The number of jihadists and radical Islamists based in Austria is increasing, Interior Minister Johanna Mikl-Leitner (ÖVP) said on Friday in Vienna.
Three of the ten alleged jihadists arrested earlier this week are thought to have returned from fighting in Syria, according to the Federal Office against Terrorism and for Protection of the Constitution (BVT).
Of the 130 people identified as jihadists by the authorities, the majority are thought to be Russian citizens, but 40 of them are believed to be Austrian citizens, according to Mikl-Leitner.
Two thirds have already returned from fighting abroad, and one third is currently fighting in Iraq or Syria, or on their way there.
Last year Austria withdrew the asylum status of 96 Russian citizens who were identified as being involved in radicalization, Mikl-Leitner said.
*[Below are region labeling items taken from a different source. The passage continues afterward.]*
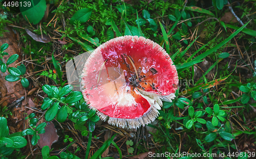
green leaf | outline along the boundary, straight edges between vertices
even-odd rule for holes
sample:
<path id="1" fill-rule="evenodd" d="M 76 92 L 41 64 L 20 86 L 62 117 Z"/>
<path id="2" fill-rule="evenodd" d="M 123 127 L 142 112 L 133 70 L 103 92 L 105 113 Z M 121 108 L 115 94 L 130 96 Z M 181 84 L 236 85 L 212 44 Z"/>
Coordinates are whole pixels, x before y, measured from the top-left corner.
<path id="1" fill-rule="evenodd" d="M 250 92 L 250 89 L 248 88 L 247 87 L 245 87 L 244 86 L 241 86 L 239 87 L 239 90 L 242 92 L 244 92 L 245 93 L 248 93 Z"/>
<path id="2" fill-rule="evenodd" d="M 12 147 L 14 148 L 20 148 L 27 145 L 27 140 L 23 137 L 13 137 L 9 138 L 13 141 L 13 145 L 12 146 Z"/>
<path id="3" fill-rule="evenodd" d="M 189 11 L 194 11 L 194 12 L 197 12 L 199 13 L 205 13 L 205 14 L 207 14 L 209 15 L 211 15 L 214 17 L 215 17 L 215 15 L 214 15 L 214 13 L 211 13 L 211 12 L 207 10 L 202 9 L 199 7 L 185 7 L 185 10 L 187 10 Z"/>
<path id="4" fill-rule="evenodd" d="M 203 114 L 203 112 L 202 112 L 201 111 L 197 111 L 196 113 L 196 115 L 195 115 L 195 118 L 197 118 L 201 117 L 202 114 Z"/>
<path id="5" fill-rule="evenodd" d="M 248 154 L 245 152 L 241 152 L 238 159 L 247 159 Z"/>
<path id="6" fill-rule="evenodd" d="M 51 86 L 52 89 L 53 94 L 54 95 L 54 97 L 58 98 L 59 94 L 59 91 L 57 87 L 54 86 Z"/>
<path id="7" fill-rule="evenodd" d="M 212 125 L 211 122 L 210 121 L 208 121 L 206 122 L 206 127 L 209 130 L 210 130 L 211 131 L 213 131 L 216 129 L 215 128 L 215 127 L 214 126 L 214 125 Z"/>
<path id="8" fill-rule="evenodd" d="M 35 135 L 36 132 L 31 128 L 24 130 L 22 132 L 22 136 L 25 136 L 27 135 Z"/>
<path id="9" fill-rule="evenodd" d="M 186 123 L 186 127 L 188 129 L 190 128 L 193 126 L 194 120 L 193 119 L 190 119 L 188 120 Z"/>
<path id="10" fill-rule="evenodd" d="M 22 78 L 20 82 L 22 82 L 22 85 L 23 87 L 27 88 L 29 86 L 29 82 L 28 79 Z"/>
<path id="11" fill-rule="evenodd" d="M 37 131 L 37 134 L 44 134 L 46 132 L 46 130 L 45 128 L 42 129 L 41 130 L 40 130 Z"/>
<path id="12" fill-rule="evenodd" d="M 189 107 L 189 108 L 188 108 L 188 115 L 190 117 L 190 118 L 193 118 L 194 113 L 195 111 L 194 109 L 194 107 L 192 106 Z"/>
<path id="13" fill-rule="evenodd" d="M 212 119 L 211 119 L 211 122 L 212 123 L 212 125 L 214 126 L 216 126 L 218 125 L 218 119 L 216 116 L 213 116 Z"/>
<path id="14" fill-rule="evenodd" d="M 36 131 L 39 131 L 43 128 L 45 128 L 45 127 L 46 126 L 46 122 L 43 122 L 41 123 L 41 124 L 39 124 L 37 126 L 36 126 L 36 128 L 35 128 Z"/>
<path id="15" fill-rule="evenodd" d="M 207 101 L 207 97 L 206 96 L 204 96 L 203 97 L 203 100 L 205 104 L 208 104 L 209 102 Z"/>
<path id="16" fill-rule="evenodd" d="M 10 58 L 9 58 L 8 60 L 7 60 L 7 62 L 6 62 L 6 65 L 9 65 L 10 64 L 12 64 L 16 61 L 16 60 L 18 59 L 18 55 L 14 54 L 12 55 Z"/>
<path id="17" fill-rule="evenodd" d="M 1 65 L 1 71 L 2 71 L 3 73 L 5 73 L 6 72 L 6 65 L 5 64 L 3 64 Z"/>
<path id="18" fill-rule="evenodd" d="M 219 10 L 222 9 L 224 7 L 223 0 L 216 0 L 216 6 Z"/>
<path id="19" fill-rule="evenodd" d="M 174 102 L 175 105 L 176 105 L 177 107 L 179 107 L 180 109 L 183 109 L 184 107 L 184 105 L 183 103 L 181 102 L 179 100 L 176 100 Z"/>
<path id="20" fill-rule="evenodd" d="M 222 131 L 220 132 L 219 134 L 222 138 L 227 141 L 231 141 L 231 139 L 235 139 L 235 137 L 233 136 L 230 133 Z"/>
<path id="21" fill-rule="evenodd" d="M 9 138 L 0 138 L 0 145 L 5 144 L 5 146 L 7 147 L 12 147 L 13 145 L 13 141 Z"/>
<path id="22" fill-rule="evenodd" d="M 132 141 L 132 140 L 127 140 L 126 145 L 132 146 L 133 145 L 133 141 Z"/>
<path id="23" fill-rule="evenodd" d="M 6 133 L 7 127 L 7 120 L 5 117 L 0 117 L 0 138 L 5 138 L 9 134 L 9 130 Z"/>
<path id="24" fill-rule="evenodd" d="M 173 106 L 174 104 L 174 102 L 163 102 L 163 109 L 167 109 Z"/>
<path id="25" fill-rule="evenodd" d="M 214 140 L 217 137 L 216 133 L 211 133 L 205 137 L 205 142 L 210 142 Z"/>
<path id="26" fill-rule="evenodd" d="M 80 92 L 73 92 L 70 93 L 66 98 L 65 103 L 72 103 L 80 100 L 82 98 L 82 93 Z"/>
<path id="27" fill-rule="evenodd" d="M 219 114 L 219 111 L 220 111 L 220 107 L 218 104 L 215 104 L 214 106 L 214 112 L 216 115 Z"/>
<path id="28" fill-rule="evenodd" d="M 36 135 L 35 135 L 33 136 L 33 137 L 31 139 L 31 144 L 32 145 L 35 146 L 36 143 L 37 143 L 37 141 L 38 141 L 38 139 L 37 139 L 36 137 Z"/>
<path id="29" fill-rule="evenodd" d="M 48 85 L 45 85 L 42 86 L 42 89 L 44 92 L 45 92 L 45 93 L 47 94 L 48 95 L 50 94 L 50 93 L 52 93 L 53 92 L 52 87 Z"/>
<path id="30" fill-rule="evenodd" d="M 250 97 L 246 94 L 243 94 L 242 96 L 241 102 L 243 104 L 246 104 L 250 100 Z"/>
<path id="31" fill-rule="evenodd" d="M 76 122 L 76 124 L 79 124 L 81 123 L 82 122 L 87 120 L 89 118 L 89 116 L 87 115 L 84 115 L 82 117 L 81 117 L 79 120 L 78 120 Z"/>
<path id="32" fill-rule="evenodd" d="M 136 23 L 138 24 L 138 20 L 136 21 Z M 139 19 L 139 24 L 140 25 L 143 25 L 146 23 L 146 20 L 144 19 L 140 18 Z"/>
<path id="33" fill-rule="evenodd" d="M 92 120 L 93 122 L 96 122 L 99 120 L 99 118 L 97 115 L 94 115 L 93 116 L 92 116 L 92 117 L 90 118 L 90 120 Z"/>
<path id="34" fill-rule="evenodd" d="M 47 101 L 44 102 L 42 105 L 41 106 L 41 109 L 42 110 L 45 110 L 50 107 L 50 105 L 52 102 L 52 99 L 48 99 Z"/>
<path id="35" fill-rule="evenodd" d="M 169 18 L 169 19 L 170 19 L 170 20 L 174 21 L 176 21 L 177 20 L 176 17 L 173 15 L 168 15 L 168 17 Z"/>
<path id="36" fill-rule="evenodd" d="M 35 113 L 30 113 L 30 114 L 29 114 L 29 118 L 34 118 L 34 117 L 35 117 Z"/>
<path id="37" fill-rule="evenodd" d="M 225 59 L 228 58 L 229 56 L 229 54 L 228 52 L 223 52 L 220 54 L 218 56 L 218 58 Z"/>
<path id="38" fill-rule="evenodd" d="M 210 107 L 207 107 L 205 109 L 205 111 L 209 114 L 212 114 L 212 113 L 214 113 Z"/>
<path id="39" fill-rule="evenodd" d="M 150 18 L 150 13 L 147 10 L 142 10 L 142 16 L 146 19 Z"/>
<path id="40" fill-rule="evenodd" d="M 1 51 L 4 51 L 9 47 L 9 44 L 8 43 L 4 43 L 1 46 L 1 48 L 0 50 Z"/>
<path id="41" fill-rule="evenodd" d="M 204 120 L 204 119 L 197 118 L 197 122 L 198 122 L 201 124 L 205 124 L 206 123 L 206 121 L 205 120 Z"/>
<path id="42" fill-rule="evenodd" d="M 202 93 L 201 92 L 195 92 L 192 94 L 192 97 L 194 99 L 199 98 L 202 96 Z"/>
<path id="43" fill-rule="evenodd" d="M 133 147 L 130 147 L 128 149 L 128 152 L 131 153 L 133 153 L 134 151 L 134 149 Z"/>
<path id="44" fill-rule="evenodd" d="M 81 23 L 87 22 L 89 20 L 92 12 L 92 10 L 89 8 L 84 8 L 77 11 L 70 19 L 70 23 L 74 24 L 76 20 L 80 21 Z"/>
<path id="45" fill-rule="evenodd" d="M 9 73 L 15 76 L 19 76 L 21 74 L 20 71 L 15 67 L 8 67 L 7 68 Z"/>
<path id="46" fill-rule="evenodd" d="M 59 107 L 59 102 L 55 103 L 53 105 L 50 107 L 46 113 L 45 118 L 46 120 L 47 121 L 50 121 L 53 119 L 55 117 L 57 114 L 57 112 L 58 112 L 58 108 Z"/>
<path id="47" fill-rule="evenodd" d="M 191 101 L 186 98 L 179 98 L 177 100 L 185 105 L 190 105 L 191 104 Z"/>
<path id="48" fill-rule="evenodd" d="M 42 156 L 44 159 L 47 159 L 50 157 L 50 148 L 48 146 L 45 146 L 42 149 Z"/>
<path id="49" fill-rule="evenodd" d="M 63 122 L 65 121 L 68 117 L 68 109 L 67 106 L 62 106 L 57 115 L 57 120 L 60 122 Z"/>
<path id="50" fill-rule="evenodd" d="M 94 129 L 95 129 L 95 122 L 89 120 L 88 124 L 89 128 L 89 131 L 90 131 L 91 132 L 94 131 Z"/>
<path id="51" fill-rule="evenodd" d="M 23 4 L 26 2 L 28 1 L 26 0 L 20 1 L 20 2 L 22 3 Z M 30 7 L 28 6 L 28 5 L 20 5 L 20 12 L 26 21 L 28 20 L 31 23 L 36 24 L 45 15 L 45 12 L 47 8 L 46 0 L 33 0 Z"/>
She said this would also be the case for nine of the group recently arrested, who are thought to have come to Austria from Chechnya as refugees. She could not confirm how long this process would take.
The ten men are accused of belonging to and funding a terrorist organization, and of fraudulently claiming welfare to raise the money to go and fight abroad, said BVT director Konrad Kogler.
He said that the profile for those likely to become jihadists is becoming clear – young men, who often have no training and no prospects. Kogler appealed to parents and relatives to come forward if they believe a family member is being radicalized.
Mikl-Leitner said that mosques were increasingly a place where young men became radicalized, as well as online.
SPÖ justice spokesman Hannes Jarolim called for the state to be "sharp and clear" in reacting to cases of suspected jihadists. He said anyone joining extremists in war zones should immediately lose their asylum status or residence permit.
Justice Minister Wolfgang Brandstetter (ÖVP) called for joint action at European level against extremists who join the fight for an Islamic State. It is "high time to make these threatening developments a subject at European level," he told the Austrian press agency.